恋の寿命は長くて4年と聞いたことがある。
だから、恋だけの関係は長続きしないのかも知れない。
「ねえ?紗奈。家族の愛って終わると思う?」
紗奈は僕の顔を見て、首を振る。
「颯太とは、家族としてはずっと一緒。でも、、、。」
「紗奈、家族になろう?夫婦という家族に。」
「でも、さっき、、、。」
僕は紗奈の目を優しく見つめる。
「だから、ゆっくり僕らの夫婦としての愛を育てよう。
これから700日掛けて、三つの理由に負けないぐらいに。」
「700日?」
「そう、700日。
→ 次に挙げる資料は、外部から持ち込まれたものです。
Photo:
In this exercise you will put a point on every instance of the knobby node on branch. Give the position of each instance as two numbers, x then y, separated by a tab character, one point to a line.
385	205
正確には今日を含め、704日。
僕らがこんな風に夜を重ねて、730日後、婚姻届を提出しよう。
別れたりすることのない夫婦に。
そのためにいっぱい話そう。
お互いを知っていこう。
怒ることもあると思う。
喧嘩することもあると思う。
許せないこともあると思う。
でも、それらを全て受け入れて、夫婦になろう。
決して、別れたりしない。
生涯を共にする夫婦に。
紗奈?僕とそんな夫婦になってくれるかい?」
紗奈は、、、僕の顔を掴み。
口を重ねた。
ちょ、ま、むぐ。
もきゅ。
むぐ。
もきゅもきゅ。
むぐぐ。
もっきゅもっきゅ。
つぅ〜っと。
何がって?
ごめん、僕の口からは言えない。
「結婚する!
夫婦になる!
別れたりしない夫婦に!
颯太!いっぱい話そう!
いっぱいわかり合おう!
でも、もう愛してるから、お別れは最初から無しで!」
紗奈の勢いに僕は心から破顔する。
「うん、別れるのは、最初から最後まで無しだ。
僕も愛してるからね。
これからもよろしく、紗奈。」
「うん、よろしく!」
紗奈は僕にガシッとしがみ付く。
僕はその背を優しくぽんぽんと叩く。
こうして、初日からを合わせて、僕らの730日は始まった。